Ofrece una variada utilidad el libro de Andreu Navarra El espejo blanco. Viajeros españoles en la URSS (Fórcola, Madrid, 2016, 328 páginas). El trabajo en sí mismo, con una caudalosa información aseadamente ordenada y expuesta, ahorra al lector curioso pero no especializado una profusa navegación por archivos, bibliotecas, hemerotecas y librerías de viejo. Además, aquel trabajo tiene un valor específico. En efecto, este tipo de pesquisas obliga a leer buena y mala literatura, a lo cual el lector hedonista, que es mayoritario, no está dispuesto.

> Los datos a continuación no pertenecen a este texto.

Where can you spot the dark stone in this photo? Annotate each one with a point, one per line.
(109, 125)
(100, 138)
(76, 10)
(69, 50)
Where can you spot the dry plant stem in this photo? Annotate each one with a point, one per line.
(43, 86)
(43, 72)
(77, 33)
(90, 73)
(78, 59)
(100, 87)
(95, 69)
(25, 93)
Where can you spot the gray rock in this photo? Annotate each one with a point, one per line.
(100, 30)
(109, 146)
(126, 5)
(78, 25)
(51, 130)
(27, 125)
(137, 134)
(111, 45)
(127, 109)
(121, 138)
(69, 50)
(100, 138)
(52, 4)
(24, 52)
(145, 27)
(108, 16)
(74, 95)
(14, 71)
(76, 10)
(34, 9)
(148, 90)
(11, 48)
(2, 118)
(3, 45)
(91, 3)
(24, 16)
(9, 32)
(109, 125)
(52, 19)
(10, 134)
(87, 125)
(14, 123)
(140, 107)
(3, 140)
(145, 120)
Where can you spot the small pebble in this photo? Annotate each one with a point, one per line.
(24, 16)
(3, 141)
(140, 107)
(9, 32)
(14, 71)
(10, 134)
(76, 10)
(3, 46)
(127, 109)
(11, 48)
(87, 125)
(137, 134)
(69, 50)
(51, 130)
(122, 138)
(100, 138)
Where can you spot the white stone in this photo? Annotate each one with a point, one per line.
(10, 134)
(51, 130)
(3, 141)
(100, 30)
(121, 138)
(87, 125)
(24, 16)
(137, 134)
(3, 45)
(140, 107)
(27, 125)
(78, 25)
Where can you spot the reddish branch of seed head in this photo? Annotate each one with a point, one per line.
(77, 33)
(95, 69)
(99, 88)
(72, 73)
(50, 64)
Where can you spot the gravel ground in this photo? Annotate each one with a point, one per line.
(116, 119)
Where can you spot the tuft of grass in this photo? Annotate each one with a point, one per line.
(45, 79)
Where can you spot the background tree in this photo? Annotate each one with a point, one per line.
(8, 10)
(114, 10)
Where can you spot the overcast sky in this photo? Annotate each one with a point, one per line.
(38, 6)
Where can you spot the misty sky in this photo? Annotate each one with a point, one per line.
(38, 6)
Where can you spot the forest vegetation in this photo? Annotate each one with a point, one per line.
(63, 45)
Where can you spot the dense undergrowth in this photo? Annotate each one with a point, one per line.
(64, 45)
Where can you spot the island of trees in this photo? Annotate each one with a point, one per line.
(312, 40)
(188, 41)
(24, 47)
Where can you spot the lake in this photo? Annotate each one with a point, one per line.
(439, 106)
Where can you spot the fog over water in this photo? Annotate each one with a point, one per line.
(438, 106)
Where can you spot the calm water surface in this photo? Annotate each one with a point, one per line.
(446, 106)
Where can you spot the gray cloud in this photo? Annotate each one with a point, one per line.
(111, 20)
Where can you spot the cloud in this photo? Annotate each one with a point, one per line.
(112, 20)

Pero hay más y se podría hablar de cierta moraleja histórica. Provisoria, como toda conclusión en el tráfago de la historia, pero muy útil como reflexión y balance.

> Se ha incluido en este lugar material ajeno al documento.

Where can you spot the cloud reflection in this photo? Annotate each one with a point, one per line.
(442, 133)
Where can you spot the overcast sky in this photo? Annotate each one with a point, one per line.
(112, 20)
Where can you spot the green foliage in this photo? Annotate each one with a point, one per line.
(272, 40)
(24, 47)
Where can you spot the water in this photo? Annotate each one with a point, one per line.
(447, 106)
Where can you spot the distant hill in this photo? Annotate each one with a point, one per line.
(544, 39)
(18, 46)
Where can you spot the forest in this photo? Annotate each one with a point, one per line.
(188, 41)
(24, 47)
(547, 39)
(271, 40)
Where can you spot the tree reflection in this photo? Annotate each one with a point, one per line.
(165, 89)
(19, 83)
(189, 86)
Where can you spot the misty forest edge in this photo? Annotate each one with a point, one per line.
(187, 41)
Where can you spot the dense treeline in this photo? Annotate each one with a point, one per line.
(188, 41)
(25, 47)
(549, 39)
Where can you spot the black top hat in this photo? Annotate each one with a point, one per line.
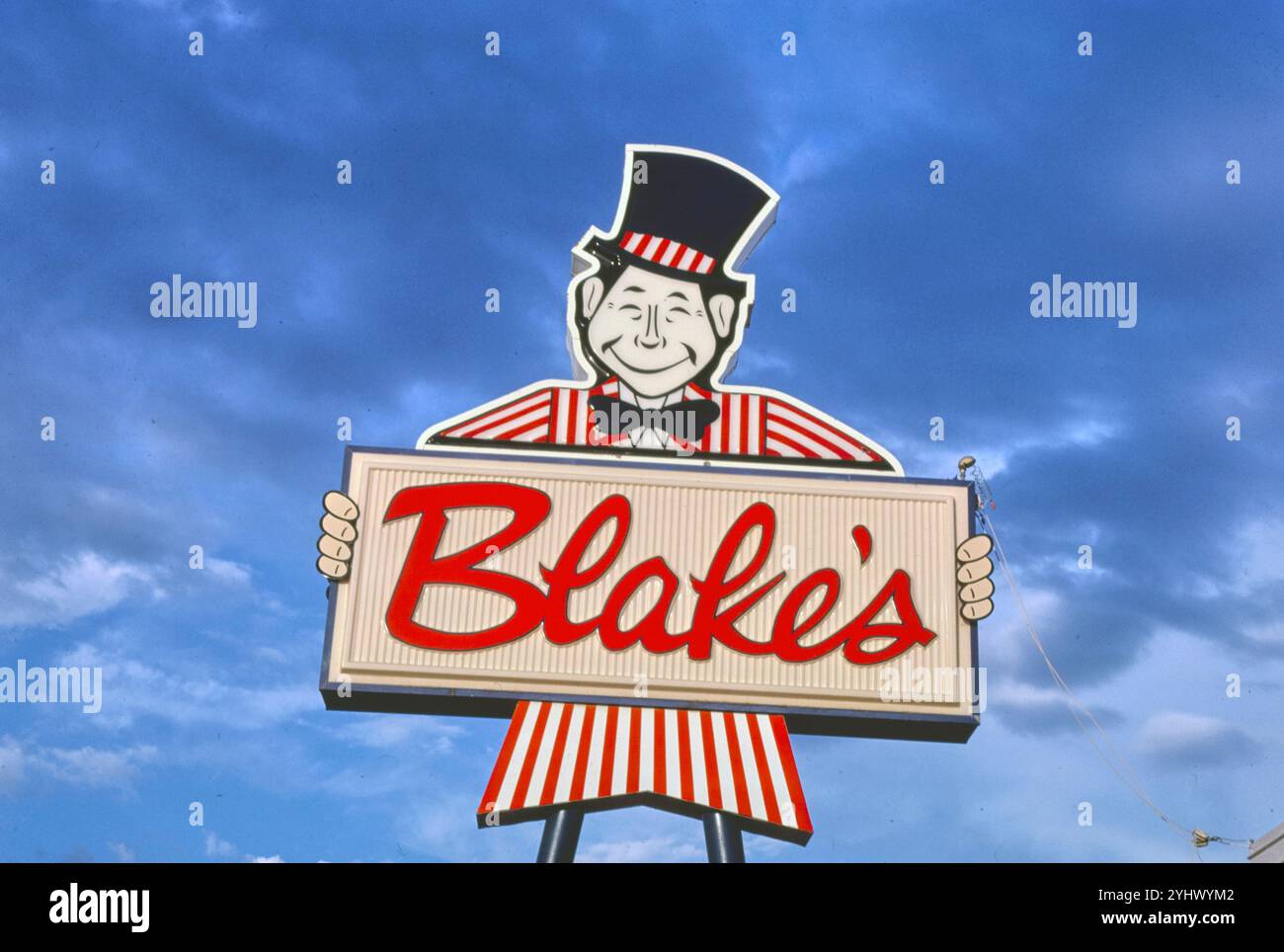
(688, 214)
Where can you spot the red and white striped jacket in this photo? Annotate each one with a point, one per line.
(750, 424)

Es obvio que el comunismo es uno de los fenómenos que definen el siglo XX. Pero es tal su amplitud que, apenas se lo examina de cerca, se advierte una maraña de equívocos debajo de la cual late otro tejido de signos y sentidos. Para empezar, porque la revolución bolchevique ocurre en Rusia, país del cual Occidente recoge una imagen mítica: el misterio del alma rusa, la ambigüedad de un mundo que no es europeo ni asiático siendo ambas cosas, la mezcla indiscernible de un exquisito refinamiento y una despiadada brutalidad. Cubriendo todo ello, un sutil vaho de misticismo. Gran duque o mujik, todo ruso es un místico de la sagrada misión de Rusia en el mundo. Dicho de otro modo: la capacidad de Rusia para desencajarse del mundo y constituir un orbe aparte, modélico o adversario del resto.

Este componente de raigambre religiosa explica muchos aspectos del fenómeno comunista, en especial en cuanto hace a las visitas de españoles a la Meca del bolchevismo. Arthur Koestler dirá en su momento que, para él, ingresar en política desde el comunismo fue como ingresar en una religión. Si bien se mira el momento revolucionario ruso, el final de la primera guerra mundial, cabe entender con cierta facilidad cómo la monstruosa realidad bélica pudo resultar inexplicable y se buscara una contrapartida de fe irracional en un hecho relativamente modesto como la toma del Palacio de Invierno en Petersburgo. También la crucifixión de un carpintero judío era un evento –cruel y patético– pero de enorme modestia eventual, si se permite el oxímoron.

Credulidad, iglesia, ortodoxia, confianza en la palabra que baja desde la jerarquía, temor de Dios, policía de costumbres, sacrificios concretos en pos de un ideal abstracto llamado socialismo, la cesión del pensamiento y la decisión individuales a favor del estamento burocrático, una sociedad totalmente estatalizada en que sociedad y Estado se confunde, el Estado se confunde con el Partido y el Partido se confunde con el Ejército: este fue el funcionamiento del llamado socialismo real, el único posible y, por lo mismo, hijo unigénito de la razón histórica.

Al igual que el viaje a los Santos Lugares, la crónica soviética de los españoles reitera ese juego de espejos. El creyente va a ver aquello en lo que cree. A veces, su credulidad entra en crisis y se vuelve, en consecuencia, fobia contra la falsa iglesia. Desamparado, busca amparo, se queda en el aparato y aprende de memoria la sana crítica familiar, como ocurrió en el XX congreso del PCUS respecto a Stalin. Más de uno se sorprendió pero porque estaba obligado a sorprenderse por orden partidaria.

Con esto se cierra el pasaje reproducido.